Cloud has become a reality for many enterprise customers. What was just a marketing buzz a few years ago is now fundamental architecture for many customers. The elasticity of Infrastructure (IaaS), along with automation of platform (PaaS) and convenience of service approach (SaaS), brings many people into Cloud. But the elephant in the room is vendor lock-in. What if a customer moves all my IT resources into one Cloud and a vendor one day decides significantly raise the price or introduce any new charge? Also, a common scenario is when hidden costs appear during service usage, which could dramatically impact TCO. The solution is to employ a multi-cloud strategy when similar functionality can be replicated in another Cloud.
Also, each cloud vendor may have strengths and weaknesses, so customers may want to use the best of two worlds. In this blog post, I will discuss the integration of Amazon Web Services (AWS) and Autonomous Data Warehouse running on Oracle Cloud Infrastructure (OCI).
For a customer using the multi-cloud, it’s entirely possible to have data in one object store (because some applications wrote it there) and need to process these data assets with an engine running in another cloud. Oracle ADB can fulfill these requirements and process data stored in AWS S3 buckets on the fly. For example, in addition to the most commonly used authentication method using Access/Secret keys, Oracle Autonomous Data Warehouse can be authenticated as Amazon Named Resource. With any authentication, the user can create an external table on top of the AWS S3 bucket using Database Actions UI or PL/SQL API. But both cases cover direct table creation on top of S3, not using the AWS Glue catalog, which can capture and centrally store metadata about files in S3.
AWS Glue is a fully managed extract, transform, and load (ETL) service that makes it easy for customers to prepare and load their data for analytics. It can connect to various data sources, including data stored in Amazon S3 and databases on Amazon RDS, and automatically generate the code to extract, transform, and load the data. AWS Glue also includes a data catalog that allows customers to store and retrieve information about their data, such as schema and statistics.
AWS Glue consists of multiple parts. For the scope of this blog, I focus my attention on the catalog component used to store metadata.
The catalog approach has a few benefits over creating an external table directly on S3.
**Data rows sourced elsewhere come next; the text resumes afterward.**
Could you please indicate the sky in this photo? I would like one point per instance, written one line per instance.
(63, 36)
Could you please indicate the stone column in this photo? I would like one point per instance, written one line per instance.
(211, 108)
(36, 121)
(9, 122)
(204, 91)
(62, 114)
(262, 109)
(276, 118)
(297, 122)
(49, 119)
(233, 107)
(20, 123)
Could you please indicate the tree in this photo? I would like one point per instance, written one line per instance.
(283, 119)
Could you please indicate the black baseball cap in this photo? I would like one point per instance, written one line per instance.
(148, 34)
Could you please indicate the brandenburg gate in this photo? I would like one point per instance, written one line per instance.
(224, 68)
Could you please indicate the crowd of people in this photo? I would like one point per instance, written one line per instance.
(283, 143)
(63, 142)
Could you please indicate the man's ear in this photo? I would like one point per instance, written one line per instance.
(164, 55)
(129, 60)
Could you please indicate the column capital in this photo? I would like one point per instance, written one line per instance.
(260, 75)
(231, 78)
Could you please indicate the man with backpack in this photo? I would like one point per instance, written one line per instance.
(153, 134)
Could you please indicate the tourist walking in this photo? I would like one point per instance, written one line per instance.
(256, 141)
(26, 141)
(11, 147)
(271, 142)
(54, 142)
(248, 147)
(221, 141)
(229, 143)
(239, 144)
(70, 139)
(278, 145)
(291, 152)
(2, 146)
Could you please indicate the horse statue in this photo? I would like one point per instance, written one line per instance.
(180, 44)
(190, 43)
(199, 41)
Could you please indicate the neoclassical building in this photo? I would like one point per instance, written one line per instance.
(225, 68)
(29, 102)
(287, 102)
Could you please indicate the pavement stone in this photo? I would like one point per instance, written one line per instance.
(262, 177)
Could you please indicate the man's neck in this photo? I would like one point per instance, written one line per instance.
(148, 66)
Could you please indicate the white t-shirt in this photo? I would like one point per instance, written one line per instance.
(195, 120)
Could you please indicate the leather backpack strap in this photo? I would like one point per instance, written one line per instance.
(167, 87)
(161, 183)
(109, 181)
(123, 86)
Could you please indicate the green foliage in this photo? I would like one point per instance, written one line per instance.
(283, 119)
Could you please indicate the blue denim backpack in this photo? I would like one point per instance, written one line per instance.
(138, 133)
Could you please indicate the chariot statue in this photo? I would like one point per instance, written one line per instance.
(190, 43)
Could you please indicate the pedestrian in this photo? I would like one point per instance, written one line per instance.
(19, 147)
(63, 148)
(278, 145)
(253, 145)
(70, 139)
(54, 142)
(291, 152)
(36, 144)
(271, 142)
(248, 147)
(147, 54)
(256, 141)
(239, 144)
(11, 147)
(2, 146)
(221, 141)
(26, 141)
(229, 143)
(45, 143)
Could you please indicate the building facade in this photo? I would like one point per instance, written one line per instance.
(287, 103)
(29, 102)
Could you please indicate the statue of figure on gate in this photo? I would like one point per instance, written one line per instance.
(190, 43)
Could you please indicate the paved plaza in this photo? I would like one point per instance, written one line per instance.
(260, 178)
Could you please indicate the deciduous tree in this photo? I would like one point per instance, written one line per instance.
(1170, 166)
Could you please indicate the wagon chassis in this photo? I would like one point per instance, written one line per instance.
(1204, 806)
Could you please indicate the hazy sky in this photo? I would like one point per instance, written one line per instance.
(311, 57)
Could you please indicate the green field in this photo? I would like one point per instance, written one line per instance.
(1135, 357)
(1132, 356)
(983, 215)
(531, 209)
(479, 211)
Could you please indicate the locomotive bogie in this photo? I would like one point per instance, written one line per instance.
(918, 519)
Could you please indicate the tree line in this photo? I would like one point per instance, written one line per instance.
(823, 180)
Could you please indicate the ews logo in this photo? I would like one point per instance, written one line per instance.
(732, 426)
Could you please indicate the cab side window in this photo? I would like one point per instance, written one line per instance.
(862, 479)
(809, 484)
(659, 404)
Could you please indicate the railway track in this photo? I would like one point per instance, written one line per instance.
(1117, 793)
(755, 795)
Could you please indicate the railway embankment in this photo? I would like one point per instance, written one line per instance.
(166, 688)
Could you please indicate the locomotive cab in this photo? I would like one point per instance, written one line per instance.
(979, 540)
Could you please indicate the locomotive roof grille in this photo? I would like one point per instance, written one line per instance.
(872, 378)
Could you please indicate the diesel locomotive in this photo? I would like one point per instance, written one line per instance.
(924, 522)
Now, I’d like to demonstrate how to transfer AWS metadata into the Autonomous Data Warehouse for later examination. The general steps of this guide are:
First, I’d like to display what’s available in AWS Glue. I located AWS Glue and selected it:
I’m assuming that some items are already present in S3, and Glue has scanned them before. So, some entities are already in place:
Now it’s the moment to link this AWS Glue catalog with the Autonomous Database. First off, I have to make some login details in my ADB. The Access and Secret key will help to reach AWS Glue and the data in S3:
begin
dbms_cloud.create_credential('MY_CRED_AWS','<access key>', '<secret key>');
end;
Credentials will be associated with Data Catalog and Object Store:
begin
dbms_dcat.set_data_catalog_credential('MY_CRED_AWS');
dbms_dcat.set_object_store_credential('MY_CRED_AWS');
end;
Also, a user has to set up an AWS region where Glue is running:
begin
dbms_dcat.set_data_catalog_conn(region => 'us-west-2',
catalog_type=>'AWS_GLUE');
end;
Now after the association is done, time to check, using ADB API, what is inside a Glue Catalog. To find Glue databases, check this one:
select * from all_glue_databases order by name;
The following query shows a list of the tables available for sync:
select * from all_glue_tables order by database_name, name;
Having a list of the user of the table can pick a few that need to be synced into ADB (Note: this is just metadata sync, data itself will reside in the S3 bucket):
begin
dbms_dcat.run_sync(
synced_objects => '
{
"database_list": [
{
"database": "parq",
"table_list": ["store","item"]
}
]
}',
error_semantics => 'STOP_ON_ERROR');
end;
/
To run a full sync (all tables and all databases), run the following command:
begin
dbms_dcat.run_sync(synced_objects=>'{"database_list":["*"]}')
end;
After the sync, it’s a good time to check newly created objects in a database. A new schema was created (name has been generated automatically):
Now user can run SQL queries over datasets stored in AWS S3:
SELECT * FROM glue$parq_tpcds_oracle_parq.store;
What is essential — data remain stored in AWS Cloud and not copied over to Oracle Database.
In this blog, I show how easily users can expand their data warehouse beyond a single cloud and use metadata and data from other cloud providers such as AWS. Data remains in the remote cloud and is only processed at query runtime. By utilizing AWS Glue, customers can sync multiple objects at one run and easily maintain such a connection.
My role involves overseeing the product management of Data Lake features for the Oracle Autonomous Database.